An interesting article I read recently by Patrick Titley, in The New Scientist put everything in perspective for me. It seemed like, he was writing about me. He writes that he normally recognizes people fairly easily when they are standing in front of him; his problem is he can’t visualize them when they are not there. So, if he meets someone he has met just a few times before, he doesn’t remember what they look like, he’s always worried he will meet their eyes, and he’d look away and they’ll consider him rude. He knows one another person, with the same problem, and they both have devised strategies to deal with it. (He gets out his note book and pretends to be absorbed by it, so that the onus is on the person he is meeting to say, “Hello” first; which is a good clue! While his friend looks away vaguely as if lost in thought, till someone comes up and talks to him!) I have a different strategy; I try to fade into the background until I can jolt my memory; to remember the familiar faces before they materialize directly in front of me. I would have been forewarned to be forearmed.

If I don’t meet a person for some time, then God help me, I can’t dredge up that person’s name from the depth of my foggy mind…fast enough. The other day, as I literally, stood behind the lectern, figuratively standing in, for the president, at the toast masters, I couldn’t recall my friend’s name. The sport that he is, he joked that he was regularly irregular. Trying to remember faces by imagery hasn’t helped me a bit. While I do these mental calculations, I appear stunned and petrified. I am reminded of an incident my brother in U.S narrated to me. It seems his friend’s wife was trying to find him in an African market. She was having a hard time finding him because she had forgotten the color of his shirt, and then she remembered that he was tall and a European and found him right away!!


My brother had nicknamed me, “absent minded professor” when I was in high school. When ever we argued, I got the upper hand, as my nose, always being buried in books, had enough and more ideas to win. I never forget the difficult passages I read or the events in history but my memory fails me, at the strangest social moments. Once I was introducing myself to a person I met at my community function. As I proceeded to rattle out my married surname, my mind suddenly went blank.I could remember only my maiden name! I quickly diverted the topic with an exclamation; as if I suddenly remembered something I had found familiar in that person and one more crisis was tidied over for the time being.

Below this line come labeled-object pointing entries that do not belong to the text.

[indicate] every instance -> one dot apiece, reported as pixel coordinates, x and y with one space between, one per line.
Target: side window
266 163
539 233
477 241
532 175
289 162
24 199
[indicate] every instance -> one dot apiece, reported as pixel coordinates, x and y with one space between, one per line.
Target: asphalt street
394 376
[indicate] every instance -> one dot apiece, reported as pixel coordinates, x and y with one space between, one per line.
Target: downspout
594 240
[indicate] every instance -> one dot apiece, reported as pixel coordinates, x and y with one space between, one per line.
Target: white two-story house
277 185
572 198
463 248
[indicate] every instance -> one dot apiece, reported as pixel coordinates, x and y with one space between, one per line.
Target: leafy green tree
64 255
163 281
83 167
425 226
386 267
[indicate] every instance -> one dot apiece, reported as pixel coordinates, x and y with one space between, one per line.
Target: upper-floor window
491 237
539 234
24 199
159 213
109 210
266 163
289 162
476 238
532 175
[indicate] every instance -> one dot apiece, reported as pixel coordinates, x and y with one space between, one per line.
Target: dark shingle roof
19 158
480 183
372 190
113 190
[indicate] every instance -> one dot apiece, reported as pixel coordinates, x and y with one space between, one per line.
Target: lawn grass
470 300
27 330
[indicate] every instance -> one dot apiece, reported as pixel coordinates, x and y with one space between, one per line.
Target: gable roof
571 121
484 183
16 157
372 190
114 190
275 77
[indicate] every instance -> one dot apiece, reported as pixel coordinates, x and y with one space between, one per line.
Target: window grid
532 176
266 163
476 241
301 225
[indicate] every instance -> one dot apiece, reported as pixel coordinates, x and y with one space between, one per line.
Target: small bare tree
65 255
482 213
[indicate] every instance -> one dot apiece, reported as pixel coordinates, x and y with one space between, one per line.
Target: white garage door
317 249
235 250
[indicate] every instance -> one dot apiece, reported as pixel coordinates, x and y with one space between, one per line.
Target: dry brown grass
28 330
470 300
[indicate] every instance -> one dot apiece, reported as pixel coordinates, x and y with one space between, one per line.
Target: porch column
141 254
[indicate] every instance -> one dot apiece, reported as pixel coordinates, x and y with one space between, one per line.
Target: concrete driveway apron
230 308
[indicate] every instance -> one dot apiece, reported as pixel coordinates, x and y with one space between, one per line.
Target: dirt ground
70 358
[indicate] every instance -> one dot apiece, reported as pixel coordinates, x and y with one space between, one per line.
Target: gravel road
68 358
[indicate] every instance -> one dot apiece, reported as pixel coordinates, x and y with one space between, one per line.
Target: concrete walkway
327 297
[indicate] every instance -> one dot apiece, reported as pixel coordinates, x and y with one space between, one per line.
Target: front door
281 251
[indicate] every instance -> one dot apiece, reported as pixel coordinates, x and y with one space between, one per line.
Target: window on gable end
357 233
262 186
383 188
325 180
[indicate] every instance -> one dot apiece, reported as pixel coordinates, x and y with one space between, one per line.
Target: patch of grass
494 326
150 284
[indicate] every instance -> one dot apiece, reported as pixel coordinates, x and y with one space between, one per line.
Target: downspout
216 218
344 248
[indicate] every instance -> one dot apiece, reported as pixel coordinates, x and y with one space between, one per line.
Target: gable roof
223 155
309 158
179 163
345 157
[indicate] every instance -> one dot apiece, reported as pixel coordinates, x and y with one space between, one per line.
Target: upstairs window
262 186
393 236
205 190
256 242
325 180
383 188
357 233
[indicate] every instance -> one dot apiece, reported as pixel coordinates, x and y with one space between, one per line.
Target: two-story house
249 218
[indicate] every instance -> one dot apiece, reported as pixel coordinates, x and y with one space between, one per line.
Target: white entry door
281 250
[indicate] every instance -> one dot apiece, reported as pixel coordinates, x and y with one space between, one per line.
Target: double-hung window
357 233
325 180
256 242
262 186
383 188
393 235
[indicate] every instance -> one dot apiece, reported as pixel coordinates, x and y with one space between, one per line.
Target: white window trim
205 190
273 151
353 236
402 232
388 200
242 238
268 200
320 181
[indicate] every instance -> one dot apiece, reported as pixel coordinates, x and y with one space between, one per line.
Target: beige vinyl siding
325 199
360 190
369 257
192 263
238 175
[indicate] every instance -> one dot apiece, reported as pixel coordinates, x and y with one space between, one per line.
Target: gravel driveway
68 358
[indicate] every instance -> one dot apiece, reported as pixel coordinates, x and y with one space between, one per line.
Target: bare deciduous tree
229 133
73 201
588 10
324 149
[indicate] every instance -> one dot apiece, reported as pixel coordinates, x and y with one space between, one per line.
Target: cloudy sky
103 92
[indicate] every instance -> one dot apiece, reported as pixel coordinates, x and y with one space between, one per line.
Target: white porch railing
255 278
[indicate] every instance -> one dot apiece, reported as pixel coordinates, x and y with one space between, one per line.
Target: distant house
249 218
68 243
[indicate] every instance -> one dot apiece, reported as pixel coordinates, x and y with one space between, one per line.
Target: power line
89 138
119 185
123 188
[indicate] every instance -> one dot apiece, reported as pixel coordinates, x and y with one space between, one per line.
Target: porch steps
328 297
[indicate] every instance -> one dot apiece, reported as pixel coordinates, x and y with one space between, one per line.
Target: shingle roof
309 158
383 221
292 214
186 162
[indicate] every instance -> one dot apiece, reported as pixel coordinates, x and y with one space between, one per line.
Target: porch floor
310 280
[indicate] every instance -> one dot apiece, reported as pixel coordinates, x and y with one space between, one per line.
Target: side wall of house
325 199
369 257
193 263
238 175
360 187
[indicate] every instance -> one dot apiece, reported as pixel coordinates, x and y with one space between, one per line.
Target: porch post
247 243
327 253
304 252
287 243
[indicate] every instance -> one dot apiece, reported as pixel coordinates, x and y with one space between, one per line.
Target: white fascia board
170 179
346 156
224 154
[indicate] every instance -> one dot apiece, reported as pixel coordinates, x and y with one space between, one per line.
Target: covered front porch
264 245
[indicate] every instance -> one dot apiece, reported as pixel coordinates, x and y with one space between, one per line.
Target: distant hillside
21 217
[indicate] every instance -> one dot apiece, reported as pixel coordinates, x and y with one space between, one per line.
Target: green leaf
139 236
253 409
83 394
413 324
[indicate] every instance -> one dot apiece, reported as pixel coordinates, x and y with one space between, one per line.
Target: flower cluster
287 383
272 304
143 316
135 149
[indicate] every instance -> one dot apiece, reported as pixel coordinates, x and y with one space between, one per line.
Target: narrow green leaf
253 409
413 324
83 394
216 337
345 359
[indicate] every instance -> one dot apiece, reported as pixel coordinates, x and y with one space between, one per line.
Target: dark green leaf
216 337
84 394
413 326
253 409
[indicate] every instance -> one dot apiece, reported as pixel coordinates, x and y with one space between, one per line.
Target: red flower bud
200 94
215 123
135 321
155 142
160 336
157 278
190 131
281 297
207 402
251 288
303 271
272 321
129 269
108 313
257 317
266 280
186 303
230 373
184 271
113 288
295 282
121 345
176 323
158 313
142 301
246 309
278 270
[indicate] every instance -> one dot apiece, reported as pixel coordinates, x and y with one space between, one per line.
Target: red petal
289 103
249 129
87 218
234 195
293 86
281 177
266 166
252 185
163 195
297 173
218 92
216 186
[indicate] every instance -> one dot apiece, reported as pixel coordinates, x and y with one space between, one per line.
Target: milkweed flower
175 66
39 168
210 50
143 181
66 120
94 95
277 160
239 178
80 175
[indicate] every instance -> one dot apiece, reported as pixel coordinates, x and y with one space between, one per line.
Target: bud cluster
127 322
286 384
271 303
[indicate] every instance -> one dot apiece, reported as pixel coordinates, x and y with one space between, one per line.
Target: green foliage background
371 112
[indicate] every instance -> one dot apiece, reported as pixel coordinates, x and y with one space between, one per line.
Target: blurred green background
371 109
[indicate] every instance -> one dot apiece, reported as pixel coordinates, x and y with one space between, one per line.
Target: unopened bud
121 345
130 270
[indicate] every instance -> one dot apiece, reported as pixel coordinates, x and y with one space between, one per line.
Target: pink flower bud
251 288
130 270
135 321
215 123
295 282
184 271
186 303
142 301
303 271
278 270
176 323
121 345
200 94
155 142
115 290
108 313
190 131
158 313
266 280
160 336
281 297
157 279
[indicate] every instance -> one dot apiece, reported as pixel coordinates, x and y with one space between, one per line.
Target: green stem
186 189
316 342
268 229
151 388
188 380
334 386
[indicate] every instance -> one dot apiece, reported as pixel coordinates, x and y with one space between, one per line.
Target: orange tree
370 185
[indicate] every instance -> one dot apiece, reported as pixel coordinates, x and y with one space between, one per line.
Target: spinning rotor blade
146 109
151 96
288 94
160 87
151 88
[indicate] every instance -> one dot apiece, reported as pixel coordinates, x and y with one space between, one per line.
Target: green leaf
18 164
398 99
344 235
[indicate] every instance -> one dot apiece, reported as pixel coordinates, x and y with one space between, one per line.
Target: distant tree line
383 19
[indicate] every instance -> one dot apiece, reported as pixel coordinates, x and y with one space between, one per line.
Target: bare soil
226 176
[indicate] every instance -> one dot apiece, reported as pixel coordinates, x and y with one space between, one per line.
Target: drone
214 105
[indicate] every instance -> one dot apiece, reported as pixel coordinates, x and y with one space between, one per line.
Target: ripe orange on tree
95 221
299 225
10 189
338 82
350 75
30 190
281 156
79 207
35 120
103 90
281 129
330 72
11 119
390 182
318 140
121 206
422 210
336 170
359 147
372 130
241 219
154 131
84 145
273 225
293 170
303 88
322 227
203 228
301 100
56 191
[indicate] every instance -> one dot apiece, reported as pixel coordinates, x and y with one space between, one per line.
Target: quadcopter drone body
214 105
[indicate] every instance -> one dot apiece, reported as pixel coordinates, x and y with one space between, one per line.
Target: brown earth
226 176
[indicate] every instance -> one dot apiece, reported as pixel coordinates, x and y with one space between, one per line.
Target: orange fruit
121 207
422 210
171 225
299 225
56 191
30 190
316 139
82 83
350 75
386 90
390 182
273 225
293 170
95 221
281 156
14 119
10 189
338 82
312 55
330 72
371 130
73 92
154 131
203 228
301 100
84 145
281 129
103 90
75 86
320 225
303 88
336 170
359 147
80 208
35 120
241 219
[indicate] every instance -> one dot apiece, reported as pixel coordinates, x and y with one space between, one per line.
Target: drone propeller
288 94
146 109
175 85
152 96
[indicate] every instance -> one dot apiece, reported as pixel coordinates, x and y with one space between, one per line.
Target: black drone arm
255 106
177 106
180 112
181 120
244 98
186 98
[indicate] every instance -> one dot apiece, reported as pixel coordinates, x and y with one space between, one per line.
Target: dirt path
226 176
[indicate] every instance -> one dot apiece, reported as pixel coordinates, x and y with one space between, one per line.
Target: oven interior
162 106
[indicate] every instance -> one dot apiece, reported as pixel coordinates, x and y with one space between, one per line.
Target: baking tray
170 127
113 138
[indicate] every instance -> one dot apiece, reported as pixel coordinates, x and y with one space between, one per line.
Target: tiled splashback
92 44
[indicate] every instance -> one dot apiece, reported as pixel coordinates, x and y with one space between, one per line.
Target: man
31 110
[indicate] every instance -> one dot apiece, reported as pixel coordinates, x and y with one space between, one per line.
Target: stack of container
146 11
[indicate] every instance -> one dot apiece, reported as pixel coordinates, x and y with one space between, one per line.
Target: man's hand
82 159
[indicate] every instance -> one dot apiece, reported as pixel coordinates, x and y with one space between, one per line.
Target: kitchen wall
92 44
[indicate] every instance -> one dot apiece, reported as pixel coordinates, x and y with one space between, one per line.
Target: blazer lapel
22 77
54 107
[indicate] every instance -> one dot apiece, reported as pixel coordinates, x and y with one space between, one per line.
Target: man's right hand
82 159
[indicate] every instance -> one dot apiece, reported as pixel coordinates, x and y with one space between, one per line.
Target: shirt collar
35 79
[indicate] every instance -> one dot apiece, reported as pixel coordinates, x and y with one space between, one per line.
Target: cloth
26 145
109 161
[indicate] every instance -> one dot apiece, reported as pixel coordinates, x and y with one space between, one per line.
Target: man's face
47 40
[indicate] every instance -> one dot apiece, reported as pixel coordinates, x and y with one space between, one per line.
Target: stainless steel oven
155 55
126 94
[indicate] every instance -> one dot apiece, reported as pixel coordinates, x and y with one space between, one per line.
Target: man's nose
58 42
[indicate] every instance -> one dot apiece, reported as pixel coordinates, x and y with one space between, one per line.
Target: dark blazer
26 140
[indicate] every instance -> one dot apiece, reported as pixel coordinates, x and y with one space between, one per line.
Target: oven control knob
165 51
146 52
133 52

Prosopagnosia (pro.so.pagno.sia: prosopon: Greek for ‘face’ and agnosia: scientific word for ‘recognition impairment) is a disorder of face perception, where the ability to recognize faces is impaired, while the ability to recognize other objects may be relatively intact.I may not be as bad as Norbert Weiner, the American mathematician, who was notoriously absent minded. When his family moved from Cambridge to Newton, Massachusetts, his wife wisely packed him off to MIT with an address slip to keep him out of trouble while she directed things. Later in the day, Norbert, after scribbling out some calculations, had thrown the paper away…At the end of the day, he arrived home, found no one home, and had no idea where he then lived. Fortunately, he spotted a young girl on the street, who seemed to recognize him, “Excuse me, perhaps you know me,” he began. “I’m Norbert Weiner, and we’ve just moved. Do you happen to know, where we’ve moved to?” “Yes daddy,” the girl is said to have replied. “Mommy thought, you would forget…” My little secret that I want to share with you all is, when I don’t recognize someone, I keep a smile on my face, hoping that person would walk up to me and talk!!!